MADISON, Wisconsin (Reuters) - Wisconsin officials said Tuesday they would not ease entry restrictions at the Capitol Building in Madison after a judge ordered there be public access during business hours.
The Capitol building has been the focus of two weeks of protests by labor unions and their supporters opposed to Gov. Scott Walker’s plan to curtail union power.
The state agency that operates the Capitol building said it was already in compliance with the judge’s order.
Dane County Circuit Court Judge Daniel Moeser ordered state officials on Tuesday to open access. Moeser’s order was granted without a hearing and specified it would stand until the trial court is able to schedule a hearing on the matter.

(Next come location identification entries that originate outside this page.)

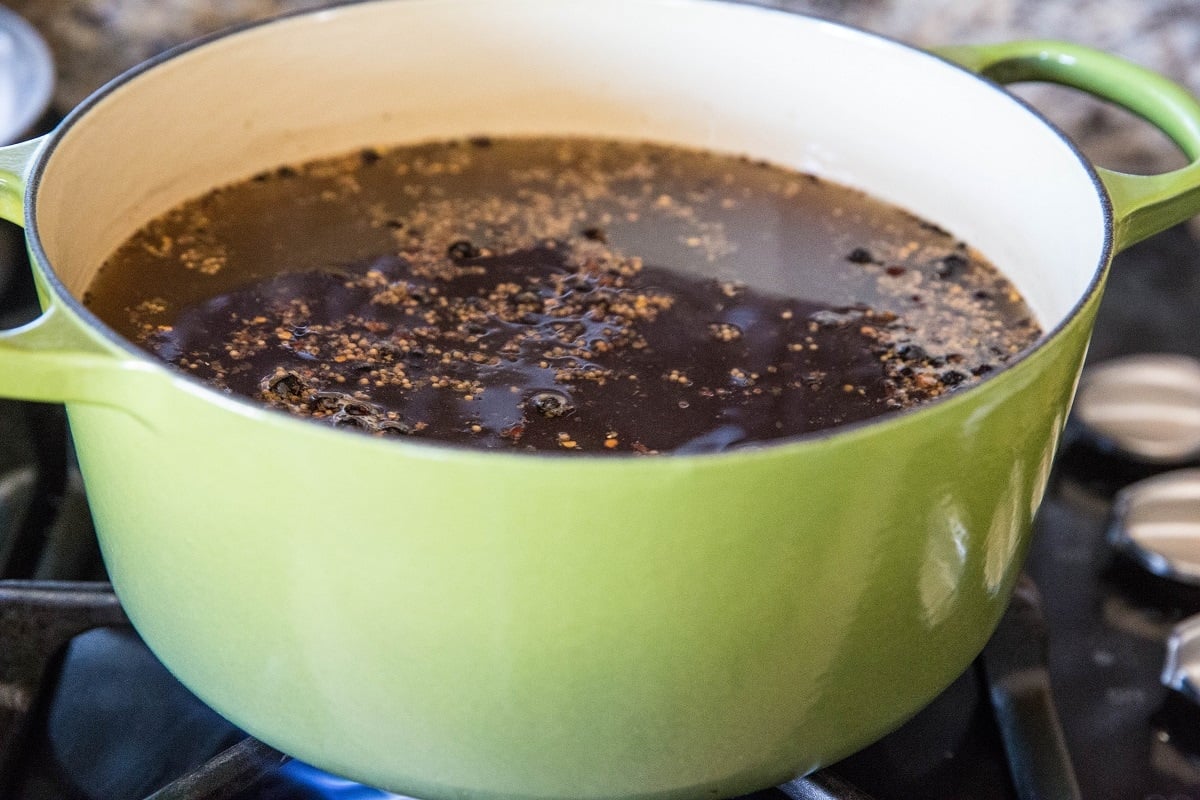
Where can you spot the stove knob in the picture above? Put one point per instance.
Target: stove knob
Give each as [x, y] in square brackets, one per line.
[1182, 668]
[1144, 407]
[1157, 523]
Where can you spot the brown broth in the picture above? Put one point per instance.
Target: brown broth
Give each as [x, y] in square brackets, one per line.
[562, 294]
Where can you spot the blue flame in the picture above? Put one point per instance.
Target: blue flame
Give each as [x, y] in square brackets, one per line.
[299, 781]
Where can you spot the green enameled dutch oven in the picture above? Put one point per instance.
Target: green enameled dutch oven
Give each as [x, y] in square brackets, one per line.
[461, 624]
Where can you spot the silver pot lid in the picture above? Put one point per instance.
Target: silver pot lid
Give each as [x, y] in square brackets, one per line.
[27, 76]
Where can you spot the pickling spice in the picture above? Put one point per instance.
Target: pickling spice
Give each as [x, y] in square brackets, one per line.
[564, 295]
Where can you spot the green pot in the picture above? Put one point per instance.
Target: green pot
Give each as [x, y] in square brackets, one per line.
[460, 624]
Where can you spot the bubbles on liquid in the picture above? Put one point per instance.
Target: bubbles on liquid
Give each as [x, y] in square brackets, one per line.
[550, 403]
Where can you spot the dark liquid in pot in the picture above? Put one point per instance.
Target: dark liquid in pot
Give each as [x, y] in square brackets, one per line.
[562, 295]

A hearing on the restraining order sought by the Wisconsin State Employees Union is scheduled for Tuesday afternoon.
Access to the building was tightened earlier this week and remained restricted at midday on Tuesday with law enforcement officers escorting people to hearing rooms and to other offices.

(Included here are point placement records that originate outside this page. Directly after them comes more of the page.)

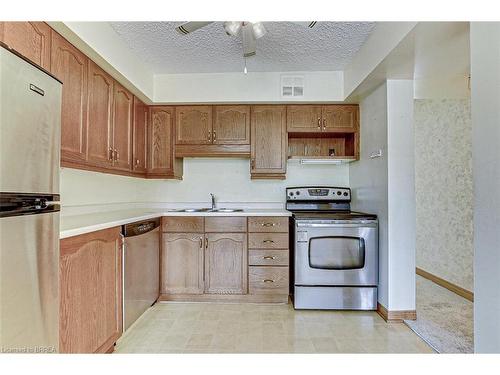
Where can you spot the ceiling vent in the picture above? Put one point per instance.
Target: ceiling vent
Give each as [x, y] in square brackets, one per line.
[292, 87]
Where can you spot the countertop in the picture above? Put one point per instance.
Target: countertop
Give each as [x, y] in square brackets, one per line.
[73, 225]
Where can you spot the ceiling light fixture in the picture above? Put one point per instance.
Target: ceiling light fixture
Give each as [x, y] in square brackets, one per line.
[232, 27]
[258, 30]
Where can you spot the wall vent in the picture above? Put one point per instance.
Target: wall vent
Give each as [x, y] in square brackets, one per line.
[292, 87]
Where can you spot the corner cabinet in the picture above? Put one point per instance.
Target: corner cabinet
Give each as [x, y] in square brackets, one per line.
[100, 151]
[139, 136]
[90, 278]
[30, 39]
[268, 142]
[162, 162]
[71, 66]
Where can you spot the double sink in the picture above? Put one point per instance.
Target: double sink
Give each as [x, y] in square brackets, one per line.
[208, 210]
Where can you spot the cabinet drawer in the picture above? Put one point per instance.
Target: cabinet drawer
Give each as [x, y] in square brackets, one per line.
[268, 257]
[268, 224]
[187, 224]
[268, 240]
[268, 280]
[228, 224]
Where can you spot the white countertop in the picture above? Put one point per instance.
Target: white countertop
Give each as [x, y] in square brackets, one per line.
[73, 225]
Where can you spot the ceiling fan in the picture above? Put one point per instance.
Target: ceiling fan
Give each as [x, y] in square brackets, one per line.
[250, 31]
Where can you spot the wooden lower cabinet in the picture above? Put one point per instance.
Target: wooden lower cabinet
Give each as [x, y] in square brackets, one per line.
[182, 263]
[90, 277]
[215, 258]
[226, 263]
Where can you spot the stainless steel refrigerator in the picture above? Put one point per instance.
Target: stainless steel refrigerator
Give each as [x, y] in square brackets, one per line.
[30, 120]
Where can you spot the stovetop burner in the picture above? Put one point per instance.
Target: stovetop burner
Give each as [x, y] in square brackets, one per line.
[323, 203]
[333, 215]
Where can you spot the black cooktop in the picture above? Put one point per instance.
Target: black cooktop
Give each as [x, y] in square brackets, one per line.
[333, 215]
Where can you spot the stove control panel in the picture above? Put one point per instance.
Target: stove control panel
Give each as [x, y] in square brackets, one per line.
[313, 193]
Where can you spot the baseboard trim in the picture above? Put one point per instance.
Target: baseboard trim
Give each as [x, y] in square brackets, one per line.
[395, 316]
[446, 284]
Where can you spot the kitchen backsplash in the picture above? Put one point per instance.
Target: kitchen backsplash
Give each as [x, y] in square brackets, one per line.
[228, 179]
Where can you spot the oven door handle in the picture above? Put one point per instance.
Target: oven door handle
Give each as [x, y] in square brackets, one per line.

Representative Peter Barca, the minority leader of Democrats in the Wisconsin Assembly, said authorities needed to open access to the building in an “orderly process.”

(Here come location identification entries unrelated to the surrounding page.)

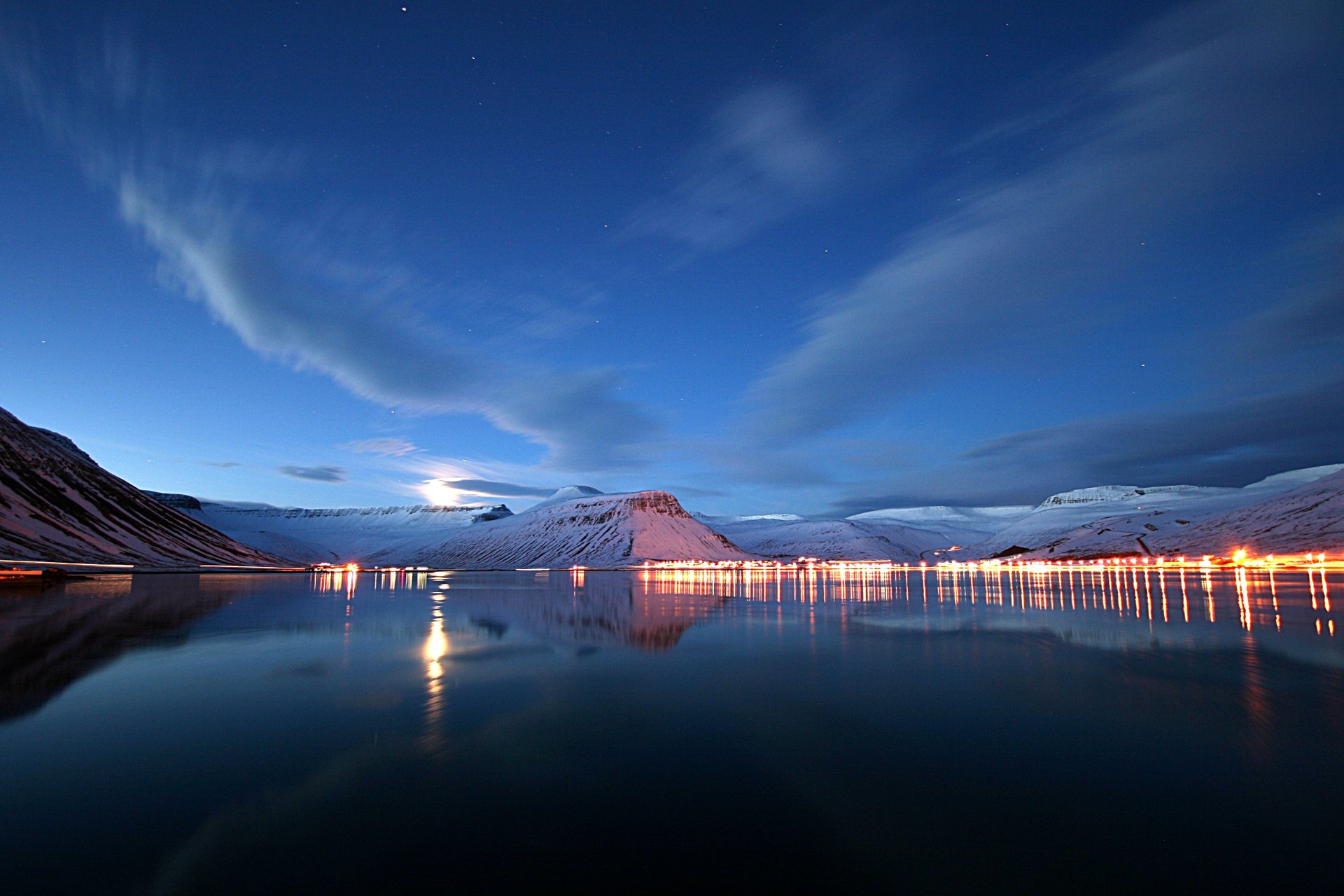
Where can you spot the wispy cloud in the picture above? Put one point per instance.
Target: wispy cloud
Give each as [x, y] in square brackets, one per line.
[765, 155]
[1208, 96]
[1225, 444]
[486, 488]
[315, 473]
[382, 447]
[366, 328]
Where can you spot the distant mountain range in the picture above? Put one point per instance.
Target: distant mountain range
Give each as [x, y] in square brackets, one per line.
[58, 504]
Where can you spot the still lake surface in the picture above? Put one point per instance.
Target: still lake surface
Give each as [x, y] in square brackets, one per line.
[644, 731]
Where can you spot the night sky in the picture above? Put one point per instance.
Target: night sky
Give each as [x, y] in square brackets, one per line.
[796, 257]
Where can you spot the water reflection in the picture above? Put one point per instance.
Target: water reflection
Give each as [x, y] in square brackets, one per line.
[51, 640]
[574, 608]
[1113, 608]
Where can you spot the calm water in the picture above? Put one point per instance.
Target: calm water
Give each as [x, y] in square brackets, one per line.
[664, 731]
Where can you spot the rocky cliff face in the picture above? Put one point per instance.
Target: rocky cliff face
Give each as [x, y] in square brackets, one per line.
[596, 531]
[57, 504]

“I do think they need to do this immediately,” Barca said.
Joe Thoennes, 25, who has camped in the capitol building for 10 consecutive nights, said access still appeared restricted on Tuesday morning after the order was issued and he planned to stay put in the rotunda.
“I’ve been wanting to get out so I can have a shower,” Thoennes said. “But I‘m not planning on going anywhere for now.”